Iran Press/West Asia: The organizations, including the Associated Press, Agence France-Presse, BBC, CNN, The Guardian, The New York Times, and The Washington Post, issued their plea in an open letter addressed to the entity on Thursday.
Hailing from more than 26 countries, the signatories highlighted that no independent media access to Gaza has been permitted since the war began in October last year.
The brutal military onslaught has so far claimed the lives of nearly 38,350 Palestinians, mostly women and children, and has turned almost the entirety of the Palestinian territory into a scene of utter devastation.

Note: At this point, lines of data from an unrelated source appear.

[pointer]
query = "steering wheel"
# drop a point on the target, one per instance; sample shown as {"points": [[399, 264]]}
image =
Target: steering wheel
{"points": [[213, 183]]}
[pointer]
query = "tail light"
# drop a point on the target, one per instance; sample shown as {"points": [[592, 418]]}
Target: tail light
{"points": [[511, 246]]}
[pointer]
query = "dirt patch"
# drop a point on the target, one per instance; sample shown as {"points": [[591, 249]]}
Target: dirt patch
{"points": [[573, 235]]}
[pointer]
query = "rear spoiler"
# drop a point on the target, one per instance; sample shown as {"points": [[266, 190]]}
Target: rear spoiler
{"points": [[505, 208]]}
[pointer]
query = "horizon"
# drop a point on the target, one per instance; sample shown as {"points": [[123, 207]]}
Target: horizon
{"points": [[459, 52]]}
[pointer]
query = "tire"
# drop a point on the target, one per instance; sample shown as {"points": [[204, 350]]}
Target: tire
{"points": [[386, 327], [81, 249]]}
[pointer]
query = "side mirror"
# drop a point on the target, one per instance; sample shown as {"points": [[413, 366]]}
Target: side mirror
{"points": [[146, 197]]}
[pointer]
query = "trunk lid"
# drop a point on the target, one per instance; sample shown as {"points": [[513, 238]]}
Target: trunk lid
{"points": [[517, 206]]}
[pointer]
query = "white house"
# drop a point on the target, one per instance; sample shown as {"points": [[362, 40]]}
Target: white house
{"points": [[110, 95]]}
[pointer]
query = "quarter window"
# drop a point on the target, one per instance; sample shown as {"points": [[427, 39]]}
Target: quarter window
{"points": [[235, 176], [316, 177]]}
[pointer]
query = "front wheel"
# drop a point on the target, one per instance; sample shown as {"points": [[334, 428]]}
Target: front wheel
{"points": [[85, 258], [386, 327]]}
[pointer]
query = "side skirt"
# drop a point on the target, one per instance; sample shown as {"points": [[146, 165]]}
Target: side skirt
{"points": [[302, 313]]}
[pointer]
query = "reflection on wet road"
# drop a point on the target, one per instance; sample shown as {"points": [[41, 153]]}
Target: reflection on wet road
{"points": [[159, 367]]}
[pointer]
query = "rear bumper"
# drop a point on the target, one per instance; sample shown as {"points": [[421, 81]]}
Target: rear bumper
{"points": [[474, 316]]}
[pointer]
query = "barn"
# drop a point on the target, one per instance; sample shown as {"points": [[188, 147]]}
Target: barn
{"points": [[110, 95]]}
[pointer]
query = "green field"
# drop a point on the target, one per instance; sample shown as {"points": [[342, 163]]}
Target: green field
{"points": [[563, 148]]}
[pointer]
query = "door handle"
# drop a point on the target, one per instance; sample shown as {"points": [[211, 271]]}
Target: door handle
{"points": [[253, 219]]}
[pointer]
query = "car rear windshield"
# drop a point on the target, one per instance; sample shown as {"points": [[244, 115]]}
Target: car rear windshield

“Nine months into the war, international reporters are still being denied access to Gaza except for rare and escorted trips arranged by the 'Israeli' military,” the letter read. “This effective ban on foreign reporting has placed an impossible and unreasonable burden on local reporters to document a war through which they are living.”
The undersigned also noted that more than 100 journalists had been murdered since the start of the war, and those who remained were working in conditions of extreme deprivation.
“The result is that information from Gaza is becoming harder and harder to obtain and that the reporting which does get through is subject to repeated questions over its veracity,” they said.
Commenting on the letter, whose release was organized by the non-governmental Committee to Protect Journalists [CPJ], CEO Jodie Ginsberg said, "Israeli" Prime Minister Benjamin Netanyahu “describes 'Israel' as a democracy. His actions with regard to the media tell a different story.”
International journalists, she added, “should be given independent access to Gaza so they can judge for themselves what is happening in this war – rather than being spoon-fed with a handful of organized tours by the 'Israeli' military.”